As I got comfortable in bed, I removed the head scarf I had worn that morning to therapy. Because I had a crew cut my hair was no longer shedding profusely all over my clothes and pillows it had actually upped it exit strategy from my head. I could now rub my fingers along my scalp and just ‘erase’ away the hair. Of course the day i discovered that, being the comic I am, I tried to ‘write’ (by erasing the hair) a few choice words on my scalp but that was an epic fail, instead i was left with some different sized random lines that looked like binary codes.
My headache seemed to be starting as I strained to read something on my laptop. This was too soon though, wasn’t it? I didn’t get the headache or the upset/nauseated feeling until the next day after chemo on my first round and it was the same dosage. As the headache intensified I closed the laptop and took a sip of coconut water. ‘Ugh…what is this’, I thought as my mouth started to taste weird, I popped a ginger mint to ease the queasiness I was starting to experience.
And then it hit me. I’m such a dum dum sometimes, it was only obvious that the side effects would come on stronger and faster this time- my body had gone into the second round of treatment already beaten up by the first.
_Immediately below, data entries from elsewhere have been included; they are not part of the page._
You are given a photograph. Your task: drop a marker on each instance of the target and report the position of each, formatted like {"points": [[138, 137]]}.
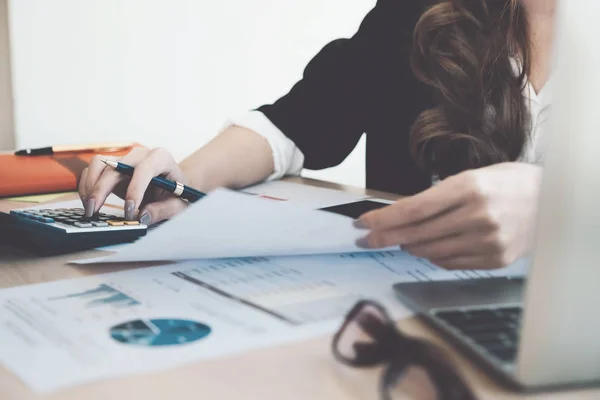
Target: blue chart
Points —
{"points": [[103, 295], [159, 332]]}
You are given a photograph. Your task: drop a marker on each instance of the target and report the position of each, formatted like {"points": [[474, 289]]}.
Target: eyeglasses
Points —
{"points": [[414, 369]]}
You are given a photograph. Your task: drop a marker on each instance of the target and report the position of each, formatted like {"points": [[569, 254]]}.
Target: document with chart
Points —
{"points": [[69, 332]]}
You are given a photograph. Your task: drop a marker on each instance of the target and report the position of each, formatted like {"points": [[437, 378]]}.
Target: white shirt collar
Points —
{"points": [[541, 99]]}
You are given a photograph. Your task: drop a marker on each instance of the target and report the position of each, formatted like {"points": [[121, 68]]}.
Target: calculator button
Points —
{"points": [[99, 224], [113, 222]]}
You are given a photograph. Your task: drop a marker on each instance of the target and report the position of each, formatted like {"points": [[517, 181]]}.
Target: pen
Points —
{"points": [[178, 189], [48, 151]]}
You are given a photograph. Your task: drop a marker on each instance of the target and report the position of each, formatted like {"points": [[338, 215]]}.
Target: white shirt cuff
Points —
{"points": [[287, 158]]}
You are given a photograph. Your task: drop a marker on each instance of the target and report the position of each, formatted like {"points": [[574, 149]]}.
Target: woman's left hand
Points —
{"points": [[478, 219]]}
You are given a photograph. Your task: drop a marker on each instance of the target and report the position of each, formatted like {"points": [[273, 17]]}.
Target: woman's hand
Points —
{"points": [[98, 181], [479, 219]]}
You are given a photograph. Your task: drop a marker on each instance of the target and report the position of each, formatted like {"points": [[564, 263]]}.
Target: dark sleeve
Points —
{"points": [[327, 111]]}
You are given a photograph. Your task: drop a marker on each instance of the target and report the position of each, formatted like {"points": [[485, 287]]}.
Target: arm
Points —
{"points": [[236, 158], [324, 115]]}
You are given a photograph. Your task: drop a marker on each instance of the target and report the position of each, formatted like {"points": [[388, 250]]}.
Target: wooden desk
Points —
{"points": [[300, 371]]}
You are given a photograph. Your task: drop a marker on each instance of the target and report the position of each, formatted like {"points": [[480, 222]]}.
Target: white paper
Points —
{"points": [[70, 332], [310, 196], [229, 224]]}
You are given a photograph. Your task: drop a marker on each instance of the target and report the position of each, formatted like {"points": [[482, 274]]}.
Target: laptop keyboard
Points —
{"points": [[495, 330]]}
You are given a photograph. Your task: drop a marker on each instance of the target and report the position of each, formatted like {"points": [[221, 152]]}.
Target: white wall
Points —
{"points": [[164, 72], [6, 109]]}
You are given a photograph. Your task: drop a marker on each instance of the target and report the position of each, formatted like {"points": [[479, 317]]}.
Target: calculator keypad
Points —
{"points": [[74, 217]]}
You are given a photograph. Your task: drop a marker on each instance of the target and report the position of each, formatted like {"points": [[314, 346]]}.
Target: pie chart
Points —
{"points": [[159, 332]]}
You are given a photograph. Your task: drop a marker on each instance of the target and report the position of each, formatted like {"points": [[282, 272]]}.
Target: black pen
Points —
{"points": [[178, 189]]}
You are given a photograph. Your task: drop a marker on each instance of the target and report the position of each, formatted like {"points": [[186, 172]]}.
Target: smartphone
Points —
{"points": [[355, 210]]}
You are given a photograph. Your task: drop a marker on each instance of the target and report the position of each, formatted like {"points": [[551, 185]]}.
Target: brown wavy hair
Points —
{"points": [[463, 49]]}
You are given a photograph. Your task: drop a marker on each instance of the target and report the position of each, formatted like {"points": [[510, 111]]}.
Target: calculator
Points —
{"points": [[63, 230]]}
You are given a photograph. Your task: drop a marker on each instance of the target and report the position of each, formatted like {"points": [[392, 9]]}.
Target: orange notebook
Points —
{"points": [[25, 175]]}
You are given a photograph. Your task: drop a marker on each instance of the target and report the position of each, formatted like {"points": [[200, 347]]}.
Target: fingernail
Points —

My immune system had been fully armored the first time so to speak but now the chemo was interacting with an immune system weakened from the first fight and judging from how my body was starting to react my immunity was definitely under threat from outside sources.
I’m not sure what was more upsetting the fact that my side effects were coming at me faster and stronger than before or that I couldn’t do much about it except drink some gravol and sleep the day away. Sleeping the day away is like a prison sentence to me, I don’t like napping in the day. I depend on physical activity and mental stimulation to enjoy my day and now here I was being forced to spend at least 70% of it with my eyes closed.
Dinner, which I ate around 7pm comprised of breakfast really as I was too nauseated to stomach anything more than toasted bread and tea.
A certain heaviness fell on me and I couldn’t shake it. ‘If I feel so horrible and this is the first round my body is experiencing with a lowered immune system, what’s going to happen when I get to the 4th? And that’s just half way through’, could I even complete eighth rounds of this toxin?
I tossed and turned all night, the dream version of myself slowly walking through a thick expanse of large, beautiful trees but the walking soon turned to frantic running and the trees lost their unusually bright hue. My dream collapsed as I realized I wasn’t just running, I was being chased.